Mr Darcy gloomily surveyed his grounds. Pemberley basked under the sultry heat of a long August afternoon. Imprisoned at his desk, flies buzzing at the window, he longed to be outside: riding, hunting, walking in his little wilderness ... anything but this wretched office work, work which required a studiousness to which he was neither accustomed nor well suited.

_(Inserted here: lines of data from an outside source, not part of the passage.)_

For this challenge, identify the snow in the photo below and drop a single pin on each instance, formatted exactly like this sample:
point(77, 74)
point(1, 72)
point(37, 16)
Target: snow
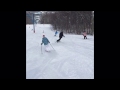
point(73, 57)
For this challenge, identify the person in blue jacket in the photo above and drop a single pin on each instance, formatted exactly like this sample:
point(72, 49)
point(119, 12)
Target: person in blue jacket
point(46, 42)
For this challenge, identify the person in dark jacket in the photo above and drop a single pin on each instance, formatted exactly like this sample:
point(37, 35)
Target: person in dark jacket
point(46, 42)
point(60, 36)
point(85, 35)
point(56, 33)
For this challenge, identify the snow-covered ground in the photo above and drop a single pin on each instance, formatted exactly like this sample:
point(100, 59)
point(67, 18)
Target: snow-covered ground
point(73, 57)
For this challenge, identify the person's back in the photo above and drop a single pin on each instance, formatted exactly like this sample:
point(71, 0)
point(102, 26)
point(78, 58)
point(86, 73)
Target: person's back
point(45, 40)
point(84, 34)
point(61, 34)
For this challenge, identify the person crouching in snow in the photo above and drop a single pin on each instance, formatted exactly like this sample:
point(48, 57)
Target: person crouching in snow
point(45, 41)
point(60, 36)
point(85, 35)
point(55, 33)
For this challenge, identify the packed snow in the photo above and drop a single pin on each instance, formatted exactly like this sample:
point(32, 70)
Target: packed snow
point(71, 58)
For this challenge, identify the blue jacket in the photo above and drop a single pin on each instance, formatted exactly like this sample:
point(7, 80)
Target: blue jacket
point(45, 41)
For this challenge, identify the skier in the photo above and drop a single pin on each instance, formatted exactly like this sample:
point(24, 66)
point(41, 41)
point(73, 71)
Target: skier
point(45, 41)
point(85, 35)
point(55, 33)
point(60, 36)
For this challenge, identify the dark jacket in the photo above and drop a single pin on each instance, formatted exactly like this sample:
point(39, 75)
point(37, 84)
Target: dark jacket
point(45, 41)
point(61, 34)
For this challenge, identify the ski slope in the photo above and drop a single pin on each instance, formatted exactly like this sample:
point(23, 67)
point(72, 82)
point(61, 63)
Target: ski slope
point(73, 57)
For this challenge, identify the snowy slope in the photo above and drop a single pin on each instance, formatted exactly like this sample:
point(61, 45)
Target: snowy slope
point(73, 57)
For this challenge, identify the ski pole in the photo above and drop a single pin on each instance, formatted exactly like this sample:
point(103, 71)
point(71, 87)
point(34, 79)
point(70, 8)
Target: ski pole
point(41, 48)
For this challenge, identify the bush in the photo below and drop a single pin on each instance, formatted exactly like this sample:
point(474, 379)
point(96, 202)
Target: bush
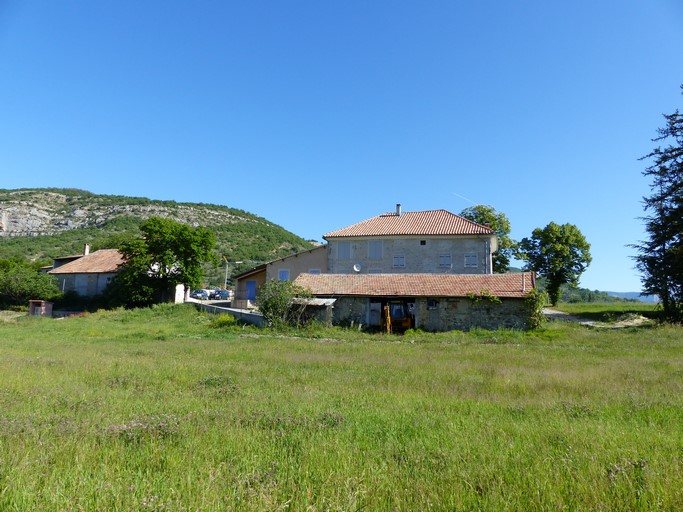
point(276, 301)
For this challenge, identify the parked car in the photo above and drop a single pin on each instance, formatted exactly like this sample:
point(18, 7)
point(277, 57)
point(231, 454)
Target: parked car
point(199, 294)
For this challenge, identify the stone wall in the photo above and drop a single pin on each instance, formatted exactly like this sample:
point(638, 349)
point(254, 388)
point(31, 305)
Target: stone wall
point(443, 314)
point(420, 255)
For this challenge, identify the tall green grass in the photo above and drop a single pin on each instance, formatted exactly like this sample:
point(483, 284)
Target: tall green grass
point(170, 409)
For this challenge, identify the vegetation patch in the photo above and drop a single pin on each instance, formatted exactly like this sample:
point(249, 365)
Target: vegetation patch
point(99, 414)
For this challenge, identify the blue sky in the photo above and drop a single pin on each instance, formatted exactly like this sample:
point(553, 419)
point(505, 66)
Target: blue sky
point(316, 115)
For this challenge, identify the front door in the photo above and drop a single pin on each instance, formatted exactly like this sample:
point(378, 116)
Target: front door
point(251, 290)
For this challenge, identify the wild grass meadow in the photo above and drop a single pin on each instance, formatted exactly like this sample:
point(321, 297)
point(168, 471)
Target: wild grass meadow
point(169, 409)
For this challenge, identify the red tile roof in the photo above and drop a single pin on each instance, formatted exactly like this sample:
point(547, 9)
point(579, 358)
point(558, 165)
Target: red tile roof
point(417, 285)
point(430, 222)
point(103, 261)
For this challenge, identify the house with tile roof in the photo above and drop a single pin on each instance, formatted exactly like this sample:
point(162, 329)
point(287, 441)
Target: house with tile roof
point(424, 242)
point(88, 274)
point(432, 268)
point(433, 302)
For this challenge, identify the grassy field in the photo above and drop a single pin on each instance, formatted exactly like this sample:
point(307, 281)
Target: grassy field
point(171, 410)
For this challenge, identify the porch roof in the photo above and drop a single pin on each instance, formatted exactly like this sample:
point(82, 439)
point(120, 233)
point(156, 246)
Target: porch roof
point(513, 285)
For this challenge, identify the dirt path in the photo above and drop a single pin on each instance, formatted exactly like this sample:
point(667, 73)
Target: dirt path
point(554, 314)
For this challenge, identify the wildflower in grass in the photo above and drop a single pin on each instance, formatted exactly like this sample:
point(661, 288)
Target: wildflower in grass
point(160, 426)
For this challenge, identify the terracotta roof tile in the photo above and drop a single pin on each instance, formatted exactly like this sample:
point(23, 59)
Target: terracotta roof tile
point(417, 285)
point(430, 222)
point(98, 262)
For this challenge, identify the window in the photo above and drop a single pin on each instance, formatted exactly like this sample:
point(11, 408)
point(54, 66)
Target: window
point(344, 251)
point(375, 250)
point(471, 259)
point(444, 261)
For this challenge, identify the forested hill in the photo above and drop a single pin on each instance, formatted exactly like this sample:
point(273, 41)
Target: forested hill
point(40, 224)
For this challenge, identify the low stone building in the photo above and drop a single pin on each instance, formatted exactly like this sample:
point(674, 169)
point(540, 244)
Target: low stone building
point(90, 274)
point(428, 301)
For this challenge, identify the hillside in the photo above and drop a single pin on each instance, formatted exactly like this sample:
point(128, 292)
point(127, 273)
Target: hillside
point(40, 224)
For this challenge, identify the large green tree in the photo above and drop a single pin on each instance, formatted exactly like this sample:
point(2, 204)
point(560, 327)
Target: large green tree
point(660, 258)
point(498, 222)
point(169, 253)
point(21, 282)
point(560, 253)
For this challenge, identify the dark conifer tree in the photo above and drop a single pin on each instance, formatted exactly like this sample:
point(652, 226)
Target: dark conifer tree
point(660, 258)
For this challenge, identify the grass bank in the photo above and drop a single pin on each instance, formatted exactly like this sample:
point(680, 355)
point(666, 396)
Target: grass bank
point(169, 409)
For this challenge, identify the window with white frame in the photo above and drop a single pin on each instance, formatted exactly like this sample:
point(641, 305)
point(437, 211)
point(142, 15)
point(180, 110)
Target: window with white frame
point(471, 260)
point(375, 250)
point(344, 250)
point(444, 261)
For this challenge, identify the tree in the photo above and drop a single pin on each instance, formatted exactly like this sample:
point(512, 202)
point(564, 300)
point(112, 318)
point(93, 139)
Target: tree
point(20, 282)
point(560, 253)
point(499, 223)
point(277, 301)
point(168, 254)
point(661, 256)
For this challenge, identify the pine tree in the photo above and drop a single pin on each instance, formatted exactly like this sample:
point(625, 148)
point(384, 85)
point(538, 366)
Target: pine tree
point(660, 258)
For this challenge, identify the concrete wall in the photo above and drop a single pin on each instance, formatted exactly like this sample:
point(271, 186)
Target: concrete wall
point(315, 259)
point(442, 314)
point(420, 255)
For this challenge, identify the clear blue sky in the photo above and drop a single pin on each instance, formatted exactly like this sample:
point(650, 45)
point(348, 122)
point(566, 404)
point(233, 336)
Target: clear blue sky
point(316, 115)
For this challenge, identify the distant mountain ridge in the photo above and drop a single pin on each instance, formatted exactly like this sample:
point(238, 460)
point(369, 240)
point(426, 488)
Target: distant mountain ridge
point(634, 296)
point(44, 223)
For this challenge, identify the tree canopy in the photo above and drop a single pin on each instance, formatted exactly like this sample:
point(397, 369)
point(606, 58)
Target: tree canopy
point(499, 223)
point(21, 282)
point(169, 253)
point(660, 258)
point(560, 253)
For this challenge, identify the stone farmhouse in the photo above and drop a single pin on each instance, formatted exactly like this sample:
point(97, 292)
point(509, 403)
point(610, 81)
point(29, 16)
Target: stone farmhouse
point(87, 274)
point(428, 269)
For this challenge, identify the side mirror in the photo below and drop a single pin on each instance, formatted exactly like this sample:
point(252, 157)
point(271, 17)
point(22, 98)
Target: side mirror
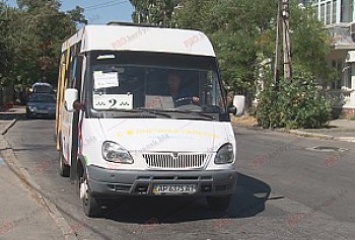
point(232, 109)
point(70, 97)
point(239, 105)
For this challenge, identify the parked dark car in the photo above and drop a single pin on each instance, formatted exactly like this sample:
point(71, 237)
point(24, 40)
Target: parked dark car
point(41, 105)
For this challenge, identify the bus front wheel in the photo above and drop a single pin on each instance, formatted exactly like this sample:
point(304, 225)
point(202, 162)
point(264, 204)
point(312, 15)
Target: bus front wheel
point(91, 205)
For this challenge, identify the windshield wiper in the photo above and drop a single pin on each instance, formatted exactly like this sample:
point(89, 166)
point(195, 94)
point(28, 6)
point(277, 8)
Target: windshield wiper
point(195, 112)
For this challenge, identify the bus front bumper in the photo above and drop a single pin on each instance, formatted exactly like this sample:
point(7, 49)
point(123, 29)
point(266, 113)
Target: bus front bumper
point(111, 183)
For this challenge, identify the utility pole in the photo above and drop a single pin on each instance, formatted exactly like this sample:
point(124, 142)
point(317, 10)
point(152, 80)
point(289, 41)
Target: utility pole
point(286, 39)
point(277, 50)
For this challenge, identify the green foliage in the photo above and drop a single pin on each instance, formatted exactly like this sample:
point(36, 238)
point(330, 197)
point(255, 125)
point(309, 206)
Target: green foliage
point(33, 34)
point(157, 12)
point(296, 104)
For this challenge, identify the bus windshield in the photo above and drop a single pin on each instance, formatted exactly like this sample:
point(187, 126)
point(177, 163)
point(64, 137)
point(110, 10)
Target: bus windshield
point(150, 84)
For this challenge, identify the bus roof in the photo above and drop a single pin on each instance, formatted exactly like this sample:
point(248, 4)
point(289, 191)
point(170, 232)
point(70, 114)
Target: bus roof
point(141, 38)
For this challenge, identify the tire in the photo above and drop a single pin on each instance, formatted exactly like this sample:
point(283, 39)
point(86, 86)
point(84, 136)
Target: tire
point(28, 115)
point(64, 169)
point(220, 203)
point(91, 205)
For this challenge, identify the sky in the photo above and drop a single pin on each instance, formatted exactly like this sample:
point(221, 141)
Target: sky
point(98, 11)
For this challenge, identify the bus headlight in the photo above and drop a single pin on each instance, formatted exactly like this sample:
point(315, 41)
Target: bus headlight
point(225, 154)
point(114, 152)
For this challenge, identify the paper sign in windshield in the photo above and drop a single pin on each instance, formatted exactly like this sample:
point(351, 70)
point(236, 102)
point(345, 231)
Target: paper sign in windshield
point(105, 80)
point(113, 101)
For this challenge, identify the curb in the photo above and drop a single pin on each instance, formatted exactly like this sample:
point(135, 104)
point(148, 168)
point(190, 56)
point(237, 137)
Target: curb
point(26, 178)
point(303, 134)
point(307, 134)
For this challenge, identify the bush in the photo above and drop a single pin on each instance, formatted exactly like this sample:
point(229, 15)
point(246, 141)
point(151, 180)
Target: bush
point(294, 104)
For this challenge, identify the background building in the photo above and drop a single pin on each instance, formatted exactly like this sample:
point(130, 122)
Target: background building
point(338, 17)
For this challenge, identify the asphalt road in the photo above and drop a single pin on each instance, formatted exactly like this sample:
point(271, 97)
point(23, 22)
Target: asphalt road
point(285, 191)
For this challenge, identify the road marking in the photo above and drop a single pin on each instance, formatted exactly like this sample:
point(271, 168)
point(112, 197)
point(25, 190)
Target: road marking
point(2, 162)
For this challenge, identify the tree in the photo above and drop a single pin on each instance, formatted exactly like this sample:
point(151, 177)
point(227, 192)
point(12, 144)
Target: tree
point(36, 44)
point(157, 12)
point(243, 33)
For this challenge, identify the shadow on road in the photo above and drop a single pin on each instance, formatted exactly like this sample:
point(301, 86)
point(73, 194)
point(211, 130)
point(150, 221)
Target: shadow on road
point(248, 201)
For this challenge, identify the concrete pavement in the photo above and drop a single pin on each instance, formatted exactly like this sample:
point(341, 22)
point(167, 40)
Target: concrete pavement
point(338, 130)
point(24, 212)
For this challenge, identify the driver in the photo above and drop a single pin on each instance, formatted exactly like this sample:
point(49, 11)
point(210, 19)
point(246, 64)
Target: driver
point(181, 96)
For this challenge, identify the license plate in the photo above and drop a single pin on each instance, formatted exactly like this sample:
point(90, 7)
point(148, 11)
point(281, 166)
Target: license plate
point(174, 189)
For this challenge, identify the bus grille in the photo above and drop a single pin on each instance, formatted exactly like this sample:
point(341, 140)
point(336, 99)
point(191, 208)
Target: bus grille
point(181, 161)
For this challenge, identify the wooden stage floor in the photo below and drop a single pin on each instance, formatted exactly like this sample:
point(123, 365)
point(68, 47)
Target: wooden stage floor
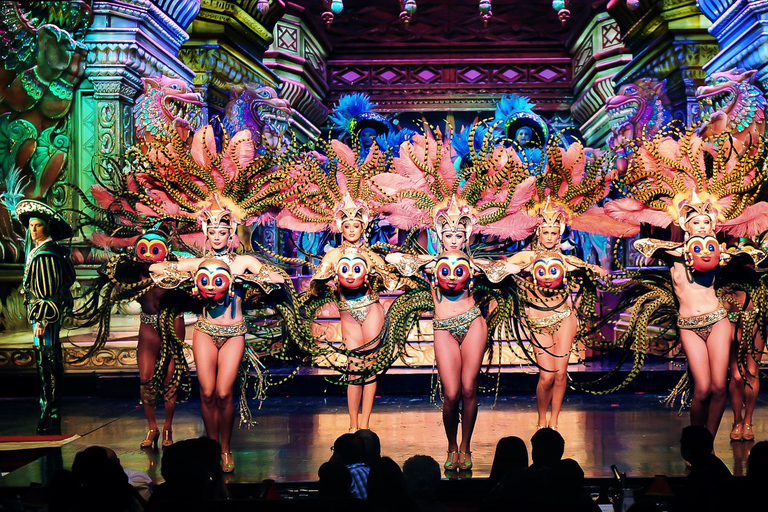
point(294, 434)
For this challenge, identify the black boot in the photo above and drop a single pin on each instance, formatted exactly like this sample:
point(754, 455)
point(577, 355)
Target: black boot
point(50, 369)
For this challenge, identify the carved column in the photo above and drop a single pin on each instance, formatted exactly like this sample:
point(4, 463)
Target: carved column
point(226, 47)
point(669, 40)
point(740, 28)
point(298, 56)
point(598, 54)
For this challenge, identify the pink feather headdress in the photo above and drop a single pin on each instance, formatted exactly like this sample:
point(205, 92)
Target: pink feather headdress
point(423, 187)
point(676, 175)
point(569, 191)
point(194, 183)
point(322, 191)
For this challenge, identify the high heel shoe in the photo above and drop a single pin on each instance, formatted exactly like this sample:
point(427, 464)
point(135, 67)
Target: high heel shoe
point(151, 440)
point(227, 462)
point(167, 438)
point(464, 465)
point(450, 464)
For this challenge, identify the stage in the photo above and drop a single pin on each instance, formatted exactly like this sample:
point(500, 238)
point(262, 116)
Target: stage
point(294, 433)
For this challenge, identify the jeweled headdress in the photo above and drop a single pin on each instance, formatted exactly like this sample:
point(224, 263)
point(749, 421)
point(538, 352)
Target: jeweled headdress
point(690, 208)
point(455, 218)
point(349, 209)
point(551, 216)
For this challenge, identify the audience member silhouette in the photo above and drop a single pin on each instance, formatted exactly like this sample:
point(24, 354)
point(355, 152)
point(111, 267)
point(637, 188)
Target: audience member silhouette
point(192, 473)
point(371, 443)
point(334, 480)
point(350, 451)
point(386, 488)
point(103, 482)
point(511, 454)
point(706, 470)
point(547, 447)
point(422, 480)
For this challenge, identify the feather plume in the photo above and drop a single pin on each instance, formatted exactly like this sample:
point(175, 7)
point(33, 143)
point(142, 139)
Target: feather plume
point(752, 222)
point(630, 211)
point(595, 221)
point(239, 153)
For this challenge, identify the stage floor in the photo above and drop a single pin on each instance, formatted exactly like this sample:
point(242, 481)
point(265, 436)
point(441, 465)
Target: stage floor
point(294, 434)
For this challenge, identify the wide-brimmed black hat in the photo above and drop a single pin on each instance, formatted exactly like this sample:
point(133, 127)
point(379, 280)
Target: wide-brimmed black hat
point(58, 228)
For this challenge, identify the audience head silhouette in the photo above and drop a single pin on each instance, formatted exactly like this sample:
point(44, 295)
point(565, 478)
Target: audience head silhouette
point(547, 446)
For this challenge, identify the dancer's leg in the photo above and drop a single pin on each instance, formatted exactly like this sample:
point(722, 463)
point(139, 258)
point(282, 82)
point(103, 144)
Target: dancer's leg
point(547, 366)
point(147, 352)
point(563, 342)
point(230, 357)
point(371, 329)
point(698, 363)
point(207, 361)
point(472, 349)
point(448, 360)
point(718, 347)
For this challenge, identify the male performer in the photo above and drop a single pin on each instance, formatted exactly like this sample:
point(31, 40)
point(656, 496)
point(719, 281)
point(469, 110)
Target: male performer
point(48, 275)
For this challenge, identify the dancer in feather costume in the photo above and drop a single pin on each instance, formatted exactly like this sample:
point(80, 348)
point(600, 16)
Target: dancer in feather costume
point(424, 190)
point(334, 192)
point(222, 190)
point(566, 195)
point(677, 178)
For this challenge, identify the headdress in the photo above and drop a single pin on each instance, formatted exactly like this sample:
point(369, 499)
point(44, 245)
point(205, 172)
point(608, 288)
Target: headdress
point(570, 191)
point(424, 189)
point(355, 113)
point(454, 218)
point(550, 216)
point(58, 228)
point(322, 191)
point(349, 209)
point(677, 175)
point(690, 208)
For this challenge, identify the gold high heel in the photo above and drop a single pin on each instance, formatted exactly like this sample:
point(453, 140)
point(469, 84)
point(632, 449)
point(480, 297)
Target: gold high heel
point(227, 462)
point(167, 438)
point(151, 440)
point(464, 465)
point(450, 465)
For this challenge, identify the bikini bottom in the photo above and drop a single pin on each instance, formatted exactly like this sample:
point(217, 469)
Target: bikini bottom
point(457, 326)
point(702, 325)
point(220, 334)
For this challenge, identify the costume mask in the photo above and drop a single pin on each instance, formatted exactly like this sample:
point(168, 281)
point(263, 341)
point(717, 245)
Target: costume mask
point(151, 247)
point(702, 253)
point(352, 271)
point(549, 271)
point(213, 280)
point(452, 271)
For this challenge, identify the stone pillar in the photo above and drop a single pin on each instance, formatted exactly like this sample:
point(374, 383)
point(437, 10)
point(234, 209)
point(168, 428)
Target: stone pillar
point(226, 47)
point(598, 54)
point(669, 40)
point(298, 56)
point(741, 28)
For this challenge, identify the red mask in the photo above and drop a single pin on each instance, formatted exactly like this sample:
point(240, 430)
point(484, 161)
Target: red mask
point(549, 271)
point(452, 271)
point(151, 247)
point(213, 280)
point(352, 271)
point(702, 253)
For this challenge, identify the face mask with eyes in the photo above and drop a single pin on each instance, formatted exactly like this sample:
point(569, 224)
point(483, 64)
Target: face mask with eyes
point(549, 271)
point(352, 271)
point(213, 280)
point(452, 271)
point(702, 253)
point(151, 247)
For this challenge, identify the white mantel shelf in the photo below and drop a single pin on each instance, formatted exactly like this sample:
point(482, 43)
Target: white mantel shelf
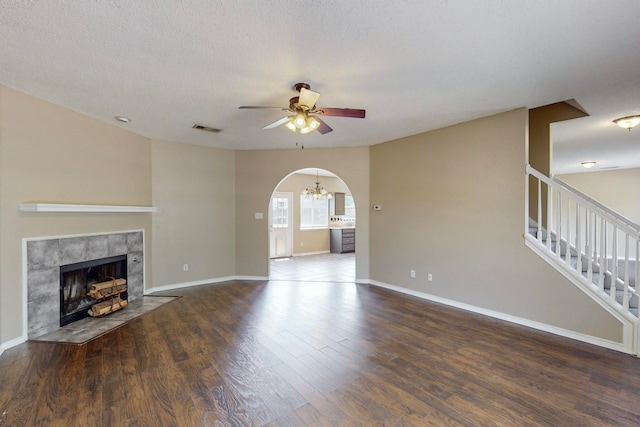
point(64, 207)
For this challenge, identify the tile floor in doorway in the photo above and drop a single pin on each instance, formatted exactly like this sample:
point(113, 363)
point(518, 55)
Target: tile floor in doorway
point(315, 268)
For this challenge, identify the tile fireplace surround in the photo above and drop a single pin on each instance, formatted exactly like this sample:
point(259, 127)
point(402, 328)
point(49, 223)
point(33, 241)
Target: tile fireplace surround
point(42, 258)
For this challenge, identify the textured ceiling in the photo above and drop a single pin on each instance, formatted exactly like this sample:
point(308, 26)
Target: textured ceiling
point(413, 65)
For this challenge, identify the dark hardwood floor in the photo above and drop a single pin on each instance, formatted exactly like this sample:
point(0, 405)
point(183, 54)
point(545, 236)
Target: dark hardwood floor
point(319, 354)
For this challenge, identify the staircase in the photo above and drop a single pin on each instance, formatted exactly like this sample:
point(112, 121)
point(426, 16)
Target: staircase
point(591, 245)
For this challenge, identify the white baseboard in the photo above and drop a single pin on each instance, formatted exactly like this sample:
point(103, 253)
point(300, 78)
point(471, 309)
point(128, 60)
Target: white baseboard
point(200, 283)
point(11, 343)
point(310, 253)
point(601, 342)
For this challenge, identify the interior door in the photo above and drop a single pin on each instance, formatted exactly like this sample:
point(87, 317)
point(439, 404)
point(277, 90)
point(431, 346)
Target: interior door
point(281, 225)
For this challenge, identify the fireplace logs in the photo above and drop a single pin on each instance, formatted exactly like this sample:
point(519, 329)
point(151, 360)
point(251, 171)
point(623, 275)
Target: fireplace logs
point(109, 292)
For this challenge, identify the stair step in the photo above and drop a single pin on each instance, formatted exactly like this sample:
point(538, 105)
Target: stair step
point(634, 299)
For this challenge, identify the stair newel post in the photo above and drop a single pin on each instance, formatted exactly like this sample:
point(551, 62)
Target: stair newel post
point(590, 244)
point(637, 269)
point(578, 239)
point(550, 224)
point(567, 248)
point(625, 295)
point(559, 226)
point(601, 259)
point(540, 211)
point(614, 262)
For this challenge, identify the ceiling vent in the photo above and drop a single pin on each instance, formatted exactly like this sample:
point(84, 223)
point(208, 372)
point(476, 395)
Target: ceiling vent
point(206, 128)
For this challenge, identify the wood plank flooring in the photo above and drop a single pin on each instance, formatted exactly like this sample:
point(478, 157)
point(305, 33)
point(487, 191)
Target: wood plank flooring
point(316, 354)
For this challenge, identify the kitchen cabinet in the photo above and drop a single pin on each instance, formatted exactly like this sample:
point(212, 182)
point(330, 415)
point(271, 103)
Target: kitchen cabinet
point(342, 240)
point(336, 204)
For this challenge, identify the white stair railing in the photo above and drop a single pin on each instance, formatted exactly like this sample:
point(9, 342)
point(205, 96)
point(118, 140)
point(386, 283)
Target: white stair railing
point(598, 245)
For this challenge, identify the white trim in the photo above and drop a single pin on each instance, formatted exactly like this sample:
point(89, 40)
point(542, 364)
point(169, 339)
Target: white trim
point(64, 236)
point(512, 319)
point(65, 207)
point(201, 282)
point(311, 253)
point(11, 343)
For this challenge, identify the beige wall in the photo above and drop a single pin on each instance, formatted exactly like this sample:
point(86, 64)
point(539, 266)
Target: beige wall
point(258, 174)
point(309, 241)
point(453, 206)
point(194, 225)
point(617, 189)
point(51, 154)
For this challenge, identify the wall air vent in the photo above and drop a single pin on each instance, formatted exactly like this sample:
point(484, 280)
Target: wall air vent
point(206, 128)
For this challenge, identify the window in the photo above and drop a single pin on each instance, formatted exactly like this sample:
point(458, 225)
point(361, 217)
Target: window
point(279, 212)
point(314, 213)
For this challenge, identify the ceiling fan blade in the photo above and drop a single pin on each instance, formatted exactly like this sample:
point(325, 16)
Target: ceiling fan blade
point(277, 123)
point(323, 128)
point(343, 112)
point(308, 98)
point(257, 107)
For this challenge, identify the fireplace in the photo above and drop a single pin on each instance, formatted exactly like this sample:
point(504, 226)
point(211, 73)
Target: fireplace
point(77, 279)
point(43, 258)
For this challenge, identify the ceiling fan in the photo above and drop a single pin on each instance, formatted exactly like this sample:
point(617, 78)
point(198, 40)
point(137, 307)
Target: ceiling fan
point(304, 113)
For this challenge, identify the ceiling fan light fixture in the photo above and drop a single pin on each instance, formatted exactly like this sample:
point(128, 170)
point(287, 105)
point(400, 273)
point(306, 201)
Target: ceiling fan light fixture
point(306, 129)
point(628, 122)
point(300, 120)
point(313, 123)
point(291, 126)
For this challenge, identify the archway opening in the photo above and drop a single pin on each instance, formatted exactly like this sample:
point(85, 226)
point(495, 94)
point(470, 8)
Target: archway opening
point(312, 238)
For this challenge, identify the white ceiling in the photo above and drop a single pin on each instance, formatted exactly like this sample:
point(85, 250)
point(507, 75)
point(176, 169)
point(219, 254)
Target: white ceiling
point(414, 65)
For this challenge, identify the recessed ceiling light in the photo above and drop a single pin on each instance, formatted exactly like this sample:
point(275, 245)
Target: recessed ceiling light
point(628, 122)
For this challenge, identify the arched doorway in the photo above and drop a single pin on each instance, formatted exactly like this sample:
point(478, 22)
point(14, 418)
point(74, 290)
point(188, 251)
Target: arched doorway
point(312, 238)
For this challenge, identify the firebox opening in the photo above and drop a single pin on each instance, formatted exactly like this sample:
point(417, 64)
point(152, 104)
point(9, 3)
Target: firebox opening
point(77, 279)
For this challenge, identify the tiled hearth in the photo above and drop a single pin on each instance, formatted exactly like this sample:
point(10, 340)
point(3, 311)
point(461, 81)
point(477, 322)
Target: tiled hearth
point(44, 256)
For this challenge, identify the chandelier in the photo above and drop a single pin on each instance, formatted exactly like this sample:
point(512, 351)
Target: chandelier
point(317, 191)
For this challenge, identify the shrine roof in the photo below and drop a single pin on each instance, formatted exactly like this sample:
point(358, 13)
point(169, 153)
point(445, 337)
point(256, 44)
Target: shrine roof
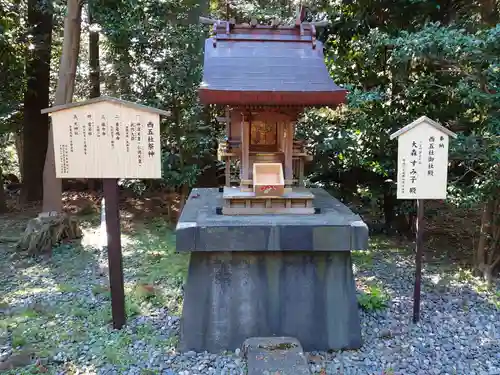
point(108, 99)
point(266, 66)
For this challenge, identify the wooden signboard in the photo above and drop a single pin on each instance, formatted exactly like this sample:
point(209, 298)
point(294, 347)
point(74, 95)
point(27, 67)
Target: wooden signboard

Elizabeth had specifically requested the hedging be of a wavy design. She said that it would remind their mutual friend, Admiral ---, of the sea. All that remained was to give the gardener precise instructions on the length of hedging required. The gap to be filled was one hundred yards wide, and the sinuous shape would surely only ever be properly visible from the guest room on the second floor. But, as Elizabeth never failed to point out, this was precisely the room which the Admiral would be occupying.
Darcy returned to his calculations. All his time at Oxford had barely equipped him for this task. He had finally reached the point he had feared. Unaided, no further advance would now be possible.
“Elizabeth, my dear” he called.
“Yes, Mr. Darcy?”
How he hated it when she called him that, burned by the naked flame of her insolent superiority. How many times had he pleaded with her “Please call me Fitzwilliam?” But in these moods she never would.
“Elizabeth, please, what’s the line integral of sin(θ) from zero to 2π”?
“It’s not a line integral. It's called the arc length, and it's 7.64, silly.” she replied with practised condescension. "Just one wave will do, dear. I think you'll find it's about 122 yards."
For the thousandth time, Darcy swore to himself. If he had only known that Miss Elizabeth Bennet had been for many years the secret mistress of famed German mathematician Carl Friedrich Gauss, he would never have married her.